Chu Yuan’a aynı soruyu üç kez soran adamı düşündüğünde, Chu Feng’in biyolojik babasının soyadının da Chu olabileceğini düşünmek zor değildi, o adamın Chu Feng’in soyadını değiştirmesini istememesi çok olasıydı.
“O zaman nasıl reddetmeye cesaret edebilirdim? Doğal olarak ona söz verdim.”
“Fakat birkaç emir bıraktı. Nereden geldiğini ya da kendi oğlum olduğunu sana söylemeyecektim. Başlangıçta sana üvey oğlum olduğunu söylemek zorundaydım. En önemli şeyse sana zarar verebilecek bir şey yapamazdım ve seni sağlıklı büyütmek zorundaydım.”
“Eğer tek bir kural dahi ihlal edilirse, sadece bir son olacaktı. Tüm Chu ailesini yok edecek ve yaşayan hiçbir şey bırakmayacaktı.”
Chu Yuan gerçekleri anlatmıştı ve nihayet Chu Feng hiç sormazsa Chu Yuan’ın soyu hakkında hiç konuşmayacağını ve neden soyunu sorduğunda da bu kara huzursuz ve korku dolu olduğunu anlamıştı. Çünkü her zaman birinin tehdidi altındaydı.
“Baba o adamın ne olarak anıldığını biliyor musun ve vücudunda özel hiç özel işaretler var mıydı?” Chu Feng ciddi bir şekilde sordu çünkü çoktan kalbinde gizlice cevabı vardı.
“Nasıl anıldığını hiç söylemedi ama alnında gerçekten tuhaf bir doğum lekesi vardı. Bir ateşe benziyordu ve oldukça garipti.” Chu Yuan yanıtladı.
O anda Chu Feng oldukça sakindi çünkü tahminine oldukça benziyordu. Soyu gerçekten o günkü dilenciyle bağlantılıydı.
“Baba ondan sonra bir şey söyledi mi? Ebeveynlerimden bahsetti mi?”
“Hiçbir şey. Ebeveynlerin hakkında hiç bir şey söylemedi.”
“O zaman neden onun babam olamayacağını söyledin?”
Bu kelimeleri duyunca Chu Yuan gözlerini kapattı ve derin bir nefes aldı. Sadece yavaşça konuştu “ Çünkü seni bana verdikten sonra, ağır bir yükten kurtulmuş gibiydi. Hızlıca farklı bir kişiye döndü ve deli gibi bağırmaya başladı.”

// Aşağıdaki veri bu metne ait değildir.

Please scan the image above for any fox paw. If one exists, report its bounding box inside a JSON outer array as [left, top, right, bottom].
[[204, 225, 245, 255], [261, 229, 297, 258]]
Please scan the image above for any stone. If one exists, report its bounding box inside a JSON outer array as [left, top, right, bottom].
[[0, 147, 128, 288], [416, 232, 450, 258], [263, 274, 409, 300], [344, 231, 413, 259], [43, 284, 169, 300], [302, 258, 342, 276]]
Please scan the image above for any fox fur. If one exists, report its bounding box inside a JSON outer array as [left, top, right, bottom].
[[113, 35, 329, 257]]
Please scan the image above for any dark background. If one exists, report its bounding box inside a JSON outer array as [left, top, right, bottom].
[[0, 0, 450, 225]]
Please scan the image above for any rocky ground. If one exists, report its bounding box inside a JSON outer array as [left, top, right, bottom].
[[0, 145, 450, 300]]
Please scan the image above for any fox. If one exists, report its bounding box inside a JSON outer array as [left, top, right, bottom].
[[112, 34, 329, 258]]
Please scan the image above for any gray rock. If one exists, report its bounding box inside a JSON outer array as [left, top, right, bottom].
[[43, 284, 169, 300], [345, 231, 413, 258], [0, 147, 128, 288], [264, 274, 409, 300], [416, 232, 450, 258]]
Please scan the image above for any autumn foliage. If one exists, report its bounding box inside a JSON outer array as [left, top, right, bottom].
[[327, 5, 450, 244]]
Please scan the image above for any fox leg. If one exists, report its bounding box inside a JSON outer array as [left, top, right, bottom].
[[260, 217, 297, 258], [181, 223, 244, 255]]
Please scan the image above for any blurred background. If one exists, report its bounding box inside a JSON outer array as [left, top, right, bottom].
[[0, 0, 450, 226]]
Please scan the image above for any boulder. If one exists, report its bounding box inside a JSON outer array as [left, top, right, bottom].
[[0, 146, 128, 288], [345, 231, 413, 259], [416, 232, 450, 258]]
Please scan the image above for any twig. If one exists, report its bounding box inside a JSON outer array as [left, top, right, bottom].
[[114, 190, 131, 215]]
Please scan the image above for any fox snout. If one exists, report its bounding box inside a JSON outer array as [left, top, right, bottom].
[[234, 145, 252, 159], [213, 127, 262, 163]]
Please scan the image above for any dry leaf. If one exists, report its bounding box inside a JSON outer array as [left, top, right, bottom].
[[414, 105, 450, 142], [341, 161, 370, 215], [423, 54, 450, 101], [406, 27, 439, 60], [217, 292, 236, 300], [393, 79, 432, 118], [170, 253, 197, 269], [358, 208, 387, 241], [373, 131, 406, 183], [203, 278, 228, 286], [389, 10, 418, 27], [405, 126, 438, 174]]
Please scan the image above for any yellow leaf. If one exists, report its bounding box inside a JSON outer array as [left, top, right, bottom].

“O gün söylediği delice kelimeleri hala çok net bir şekilde hatırlıyorum.”
“Ne söyledi?” Chu Feng’in beklemesi olanaksızdı.
“ Gökyüzüne doğru bağırdı: Gördün değil mi? Ne söylediysen çoktan yaptım. Gitmeme izin verebilir misin? Yalvarıyorum bırak gideyim!!!”